Sports Illustrated reports that the former University of Colorado Buffs football coach has contacted Saudi Arabian officials to secure funding for the school’s 5430 NIL organization.
Trevor Riley, who resigned as special teams coordinator on Aug. 1, told SI that he traveled to the Middle East during the holidays as a representative of CU football and lobbied the country’s Public Investment Fund (PIF) for financial assistance with name, image and likeness rights, a ploy that ultimately failed, SI reported.
The University of Colorado athletic department released a statement Thursday afternoon regarding the reports, saying, “Trevor Riley himself stated that he acted on his own initiative and is no longer an employee of the university.”
The newspaper said it obtained a resignation letter sent by Riley, who previously worked with CU head coach Deion Sanders at Jackson State, to CU athletic director Rick George that mentioned the trip to Saudi Arabia.
“The arrangement was that because I did all the NIL work in Jackson and led us to success, you would pay me a moderate salary, make me your special teams coordinator and allow me time to work on NIL activities,” Riley wrote in the report.
“You paid me $90,000 a year, put me in charge of a special team, I did all this work in your name and I was told to keep doing it. I exhausted all my connections in the Mormon community, worth about $3 trillion, and now these people are not returning my calls because today I learned that none of my efforts are going to come to fruition.
“I went to Saudi Arabia and met with Saudis interested in doing business with them. I have email records to prove it, and you totally ignored it.”
NIL organizations are nonprofit organizations that operate independently while partnering with universities and their college athletic departments.

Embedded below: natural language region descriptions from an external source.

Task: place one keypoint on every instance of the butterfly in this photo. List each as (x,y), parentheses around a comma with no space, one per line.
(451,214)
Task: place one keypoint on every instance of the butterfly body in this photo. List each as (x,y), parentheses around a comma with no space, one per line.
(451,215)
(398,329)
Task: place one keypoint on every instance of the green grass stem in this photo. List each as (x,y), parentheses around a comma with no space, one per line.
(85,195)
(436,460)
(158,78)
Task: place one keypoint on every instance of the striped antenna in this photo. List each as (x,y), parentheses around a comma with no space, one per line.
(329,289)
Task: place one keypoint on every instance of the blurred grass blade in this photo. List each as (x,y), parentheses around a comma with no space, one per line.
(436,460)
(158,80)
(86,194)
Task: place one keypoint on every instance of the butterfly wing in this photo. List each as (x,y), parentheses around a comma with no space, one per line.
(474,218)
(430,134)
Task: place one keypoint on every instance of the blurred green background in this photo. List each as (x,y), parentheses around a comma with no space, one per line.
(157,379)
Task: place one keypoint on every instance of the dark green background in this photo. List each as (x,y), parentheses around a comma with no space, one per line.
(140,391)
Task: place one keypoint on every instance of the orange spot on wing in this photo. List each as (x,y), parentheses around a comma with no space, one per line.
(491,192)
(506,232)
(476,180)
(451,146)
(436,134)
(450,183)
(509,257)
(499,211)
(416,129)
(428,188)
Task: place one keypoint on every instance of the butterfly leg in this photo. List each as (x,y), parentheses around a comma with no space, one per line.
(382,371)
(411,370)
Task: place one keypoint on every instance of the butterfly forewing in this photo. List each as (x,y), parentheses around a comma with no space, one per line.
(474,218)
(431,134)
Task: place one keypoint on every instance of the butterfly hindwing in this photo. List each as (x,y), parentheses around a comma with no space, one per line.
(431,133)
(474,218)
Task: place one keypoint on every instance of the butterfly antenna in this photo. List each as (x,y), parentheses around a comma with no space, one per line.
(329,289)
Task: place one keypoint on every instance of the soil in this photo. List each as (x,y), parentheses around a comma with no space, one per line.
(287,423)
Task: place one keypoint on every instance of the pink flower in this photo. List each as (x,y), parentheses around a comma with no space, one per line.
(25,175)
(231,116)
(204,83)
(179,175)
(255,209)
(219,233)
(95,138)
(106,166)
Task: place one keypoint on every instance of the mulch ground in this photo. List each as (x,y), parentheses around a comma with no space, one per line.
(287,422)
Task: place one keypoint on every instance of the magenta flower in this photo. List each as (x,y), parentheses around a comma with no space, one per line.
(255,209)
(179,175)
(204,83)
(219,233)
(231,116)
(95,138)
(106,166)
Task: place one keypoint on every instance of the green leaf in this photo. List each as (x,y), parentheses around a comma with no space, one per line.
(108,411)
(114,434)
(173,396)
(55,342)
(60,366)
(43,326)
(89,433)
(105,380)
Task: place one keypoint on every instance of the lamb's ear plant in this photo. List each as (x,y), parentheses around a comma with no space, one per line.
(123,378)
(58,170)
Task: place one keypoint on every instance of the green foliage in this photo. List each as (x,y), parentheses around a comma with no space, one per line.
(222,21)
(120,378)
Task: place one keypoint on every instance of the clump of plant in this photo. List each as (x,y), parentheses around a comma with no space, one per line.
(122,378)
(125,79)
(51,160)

In late March, CU consolidated its NIL operations with the announcement of the 5430 Alliance, which merged two organizations into one. The Alliance combined Buffs4Life, which is for student-athletes in all sports, with the 5430 Foundation, which is solely related to the football program.
“This partnership offers potential donors the opportunity to give through membership programs that fit every budget,” the university explained in a news release.
PIF is no stranger to sports investments.
The sovereign wealth fund established LIV Golf in 2021. It has also bought English soccer club Newcastle United, launched the Saudi Professional League and invested in boxing promotions, cricket and other sports ventures.
The case has ties to Saudi Arabia’s royal family, including Crown Prince Mohammed bin Salman, who is accused of brutally murdering Washington Post journalist Jamal Khashoggi at the Saudi Arabian embassy in Turkey.